O sistema judicial, de forma geral, também não escapa ao escrutínio. A sua actuação no contexto pós-eleitoral tem sido, no mínimo, decepcionante. Aparentemente, tem concentrado os seus esforços em julgar os elementos ligados à oposição, enquanto ignora a origem dos problemas: as várias evidências de fraudes eleitorais, ilícitos administrativos, e conluios entre os órgãos de administração eleitoral e o partido no poder. Mesmo com provas de vídeos, áudios, actas manipuladas e outros elementos fáceis de verificar, não houve nenhuma implicância.
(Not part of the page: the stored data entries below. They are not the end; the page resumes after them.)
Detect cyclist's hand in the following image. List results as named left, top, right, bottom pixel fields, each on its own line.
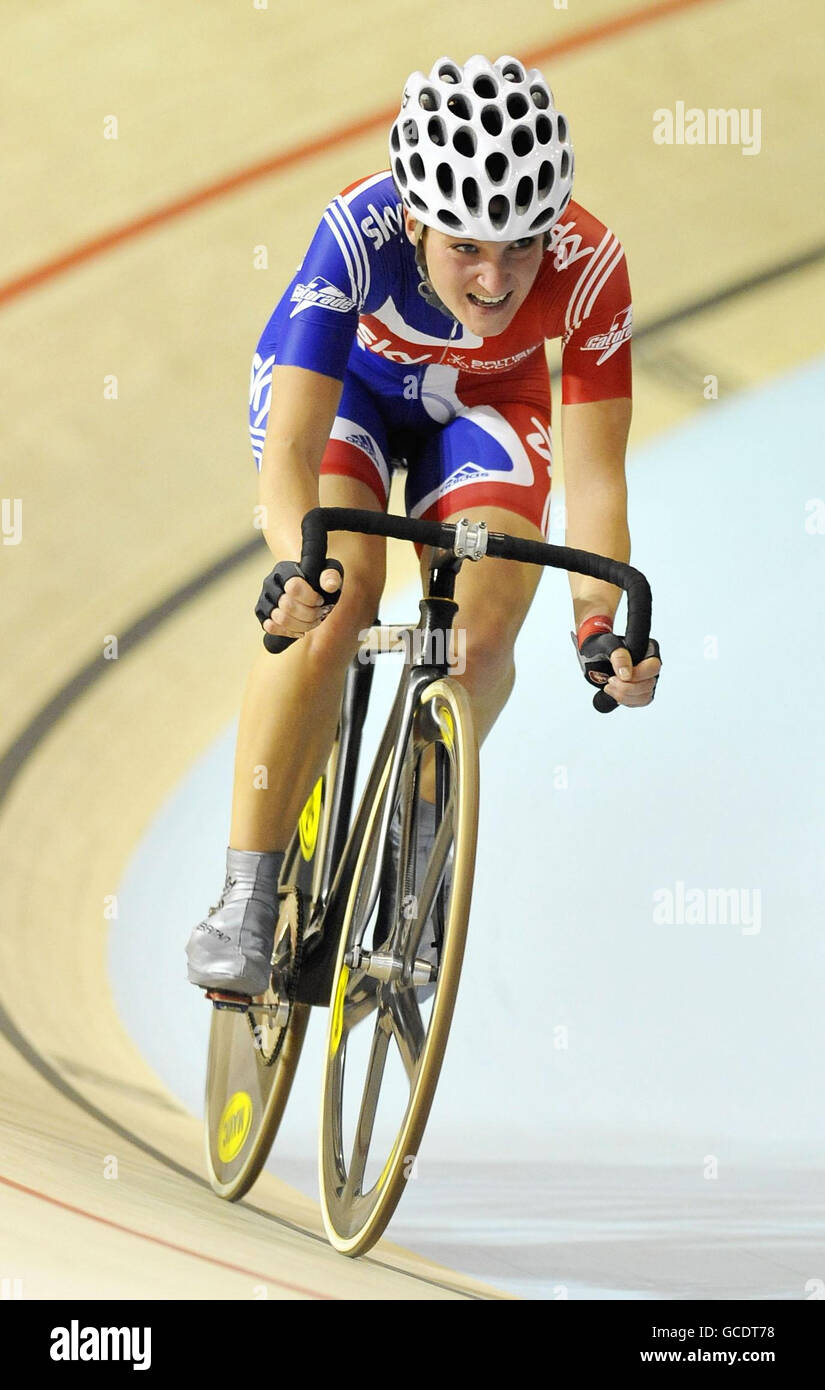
left=256, top=560, right=343, bottom=642
left=602, top=643, right=661, bottom=708
left=573, top=617, right=662, bottom=709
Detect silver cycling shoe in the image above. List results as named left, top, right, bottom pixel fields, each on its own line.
left=186, top=847, right=284, bottom=996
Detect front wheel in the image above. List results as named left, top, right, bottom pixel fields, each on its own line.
left=319, top=677, right=479, bottom=1255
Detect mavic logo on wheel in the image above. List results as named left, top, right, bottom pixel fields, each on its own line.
left=299, top=777, right=323, bottom=860
left=217, top=1091, right=253, bottom=1162
left=581, top=305, right=633, bottom=364
left=289, top=277, right=357, bottom=318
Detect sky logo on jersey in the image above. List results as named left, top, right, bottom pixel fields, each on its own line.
left=361, top=201, right=403, bottom=250
left=290, top=276, right=357, bottom=318
left=581, top=306, right=633, bottom=364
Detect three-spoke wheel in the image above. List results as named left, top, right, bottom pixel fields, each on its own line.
left=319, top=677, right=479, bottom=1255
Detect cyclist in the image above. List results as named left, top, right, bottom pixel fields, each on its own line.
left=186, top=54, right=661, bottom=997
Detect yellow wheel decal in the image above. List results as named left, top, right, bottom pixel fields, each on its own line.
left=330, top=965, right=349, bottom=1057
left=440, top=706, right=454, bottom=750
left=217, top=1091, right=253, bottom=1163
left=298, top=776, right=323, bottom=861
Nenhuma investigação foi aberta para responsabilizar os verdadeiros promotores da crise política.
O Judicial em Moçambique, por mais que apele retoricamente à separação de poderes, parece preferir dançar ao compasso do Executivo. Seus discursos de abertura do ano judicial, com palavras como "independência", "fortalecimento do Estado de Direito" e "compromisso com a justiça", acabam por ser meros rituais simbólicos. Faltam acções concretas, atitudes de ruptura, manifestações institucionais de autonomia real. Nunca vimos o Judicial, através do Conselho Superior da Magistratura Judicial ou da PGR, pressionar efectivamente o Executivo, denunciar a interferência, recusar orientações ou proteger magistrados ameaçados.
Ao manter essa postura subserviente, o sistema judicial torna-se uma caixa de ressonância das vontades do partido no poder. Pior de tudo, legitima actos inconstitucionais, tolera violações de direitos humanos e, ao fim, compromete a existência de uma república plural e justa. O povo começa a ver a justiça como um teatro, onde os inocentes são sacrificados e os culpados condecorados. O sentimento de injustiça cresce, e a desesperança institucional alastra-se e quando o povo perde a fé na justiça, resta-lhe apenas a rua, a revolta e a violência como formas de expressão.
Sem um Executivo forte e fiscalizado, o país continuará refém da corrupção e da pobreza. Sem um judicial independente, a democracia será sempre uma encenação. A separação de poderes é a espinha dorsal de qualquer regime democrático. E quando ela é violada sistematicamente, o Estado transforma-se num mecanismo de dominação e não de protecção dos cidadãos.
Portanto, ao entregar este cartão amarelo à Procuradoria-Geral da República, estendemos também o alerta a todo o sistema judicial. É tempo de romper com a lógica da servidão institucional, de reafirmar a autonomia funcional e de devolver ao povo a esperança de que ainda é possível viver num país onde todos são iguais perante a lei.
Precisamos reprogramar a nossa justiça sob risco de perdermos de vez o que nos resta de respeito pela instituição ou de vontade de consolidar o projecto de construção da nação e seu principal desiderato que e a unidade nacional.
A história julgará os silêncios e as omissões de hoje. Mas ainda há tempo de mudar.